Cheap pork chops at Supreme Pork Chop Rice
Ask your friends for their first impression of Bugis food spots and you will hear answers of aesthetic cafes and atas restaurants. Stalls like Supreme Pork Chop Rice, which sell affordably-priced dishes are incredibly difficult to find. Cooking up crispy pork chops and comforting Taiwanese fare for under $5, this stall is an oasis for those dining on a budget in Bugis.
Food at Supreme Pork Chop Rice
With the supersized words “Supreme Pork Chop Rice” emblazoned on its storefront, we understandably had raised expectations for their Pork Chop Fried Rice ($5). I was impressed as their peanut-brown pork cutlets were fried upon order, rather than being chosen from a molehill of ready-to-serve cutlets.
Service too was commendable. They were efficient and we speedily received our plate of sliced pork cutlets, dished up alongside a sunny side up, coleslaw, and a substantial portion of fried rice.
It was a case of love at first bite with their thinly battered pork chops. The meat effused a pleasant cinnamon aroma, suggesting a light seasoning of five-spice powder. Flavour-wise, it tasted exactly like the ones you would discover while wandering Shilin Night Market.
What I adore most about their pork chops is the bold sweetness and accents of garlic that flavoured the pork. Should you closely inspect the meat, you would also notice black particles speckling its surface, explaining the light peppery aftertaste which laced every bite.
A chilli relish, similar to the ones provided with chicken rice, is available if you desire more moisture for your pork cutlet. However, I preferred to savour the pork chop as is, since the tartness of the relish clashed with the meat’s distinctive taste.
The meat’s excellent batter capped off the stellar protein. The starch-rich mixture encased the meat in a fragile crust and helped retain the juiciness of the pork. The result is a refreshing contrast in texture, as the crackle of the crust matched against the succulence of the meat.
Against the towering standards set by their pork chop, the fried rice disappointed with its dry texture and lacklustre aroma. The rice tasted somewhat flavourless albeit with whiffs of garlic and onion. The assortment of frozen vegetables buried inside the rice injected crunch rather than flavour to the rice.
As for the helping of coleslaw that supplemented the fried rice, it was noticeably less saccharine than those offered by other eateries, hinting a minimal addition of sugar. As the cabbage was shredded and subsequently diced, the slaw was crisper than most slaws I’ve tried.
Just like a stranger you bumped into in a crowd, the coleslaw was fairly forgettable. I would recommend substituting it for their pickled mustard greens instead. The latter is popular with regulars and piques your appetite with its sweet and zesty zing.
If the previous dish was the tale of a mouthwatering main and disappointing side, the Chicken Chop Noodle ($4.50) offered an entirely different narrative.
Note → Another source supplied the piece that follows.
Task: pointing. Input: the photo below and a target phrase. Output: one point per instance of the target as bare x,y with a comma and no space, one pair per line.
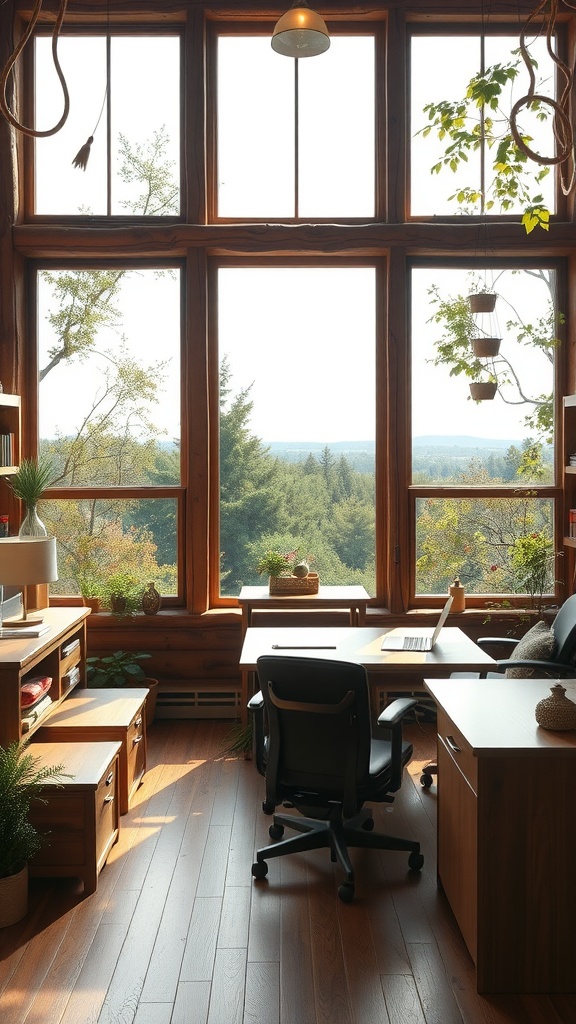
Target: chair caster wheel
345,892
259,868
415,861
Although the chicken was well-grilled, the juices released by the grilling process were blanketed by a copious amount of mushroom sauce. As the savoury sauce dominated my taste buds, I could scarcely taste the garnish of black pepper.
The saving grace was the flat-shaped noodles, which were served with blanched wong bok and drenched in a thick brown gravy. Though the noodles’ appearance resembled ban mian, the texture was surprisingly similar to linguine.
These noodles were incomplete without mixing the chilli flakes served on the side. Don’t be intimidated by the menacing appearance of the chilli! It was pleasing on the tongue, injecting a light piquancy and supplied the noodles with a comprehensive tang.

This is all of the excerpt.